Dennis Gerard McLaughlin was born in Edmonton, AB in 1917.  The Canadian Press reported him as having been seriously wounded in February 1944, shortly after arriving in Italy with the 10th Field Squadron a few months earlier. He fought bravely through Italy and the Netherlands, becoming one of only ten Canadian soldiers receiving a bar to the Military Medal, the second one for gallantry under fire in Holland. 

Sgt McLaughlin was in 3 Troop led by Lt Doug Graham.  A short description of 3 Troop's time in Italy is included in Doug Graham's story which tells of his actions at Coriano Ridge on the same night, netting him a Military Medal.  See https://cmea-agmc.ca/award/gallantry/lt-james-douglas-graham-10th-field-... details. 

After the war, Sgt McLaughlin re-enrolled in the Royal Canadian Engineers and served until 1968 – including serving in Korea with 23rd Fd Sqn RCE. He retired while serving with Number 3 Engineer Stores Depot in Camp Petawawa. The Construction Engineering headquarters building in CFB Petawawa is named for Staff Sergeant D.G. McLaughlin, MM and Bar, CD.

Citation 

On the night of 12/13 September 1944, 11 Canadian Infantry Brigade was attacking the Coriano Ridge.

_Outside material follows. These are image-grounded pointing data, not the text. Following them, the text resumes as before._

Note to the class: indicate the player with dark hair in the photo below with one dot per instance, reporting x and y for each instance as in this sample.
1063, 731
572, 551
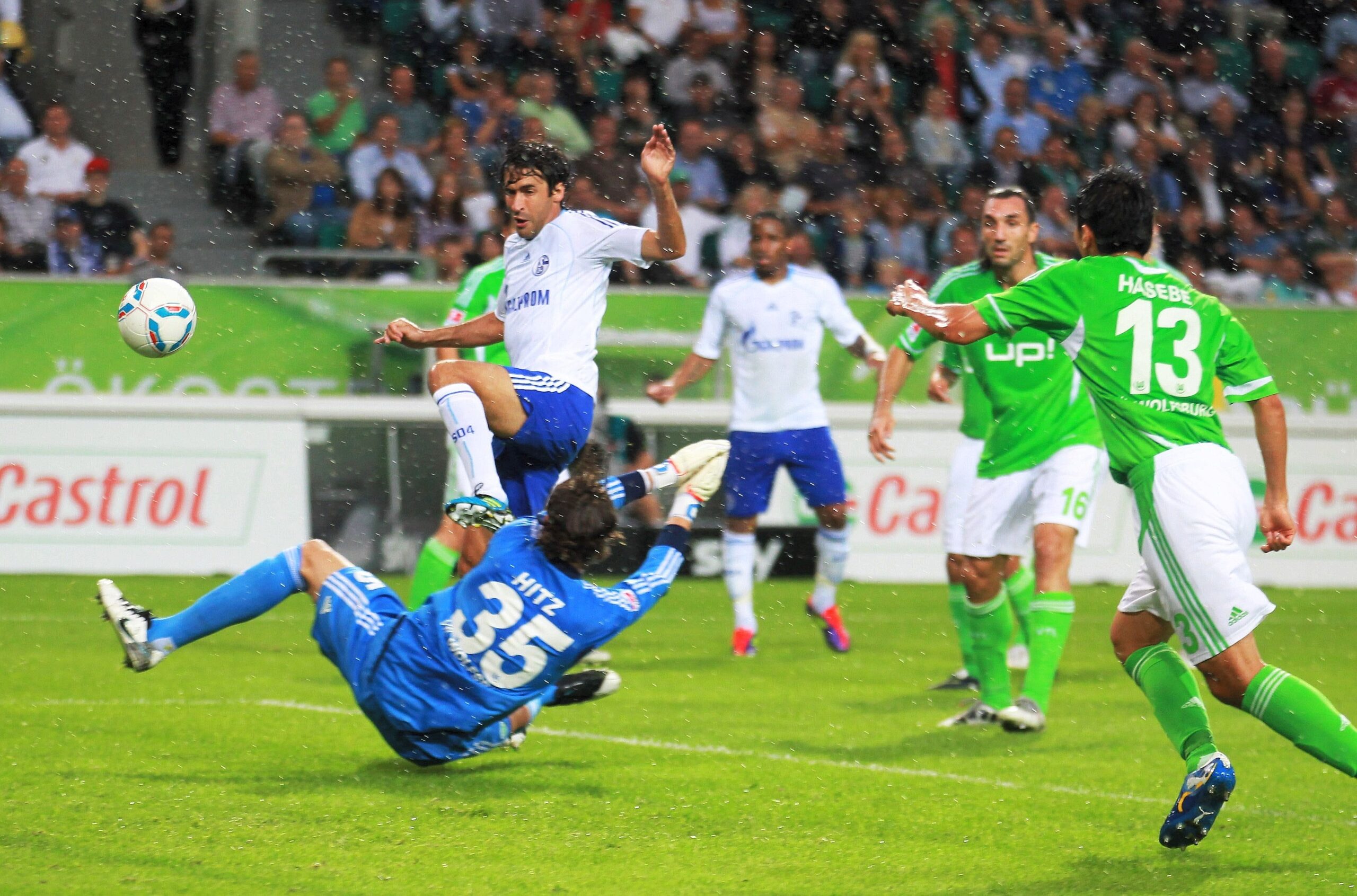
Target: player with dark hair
772, 321
516, 429
469, 670
1150, 348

No.3 Troop, 10 Field Company [sic], was detailed to open one wheeled and one tracked diversion across the Besanica, all bridges having previously been demolished. From 0100 hours on, the crossings were under continuous mortar fire and light machine gun fire from Coriano. Shelling was intermittent but heavy and made it impossible to work anywhere in the area. By 0500 hours it was apparent that tanks and supporting weapons were vital to success as enemy armour was moving in on the leading companies. Appreciating the situation and with full knowledge of the risks involved, Sergeant McLaughlin on his own initiative led a Sherman bulldozer down to the diversion. The light was not sufficient for the machine to work alone and Sergeant McLaughlin, under continuous fire, personally directed the work of the Sherman and successfully completed the crossing. By his personal bravery and coolness under heavy fire, Sergeant McLaughlin enabled armour to cross the Besanica in time to counter the enemy thrust and thus made it possible for the infantry capture of the ridge. During the period 1 September-31 December 1944, Sergeant McLaughlin has continued to lead his troop in an outstanding manner, often beyond the line of normal duty, particularly when under fire.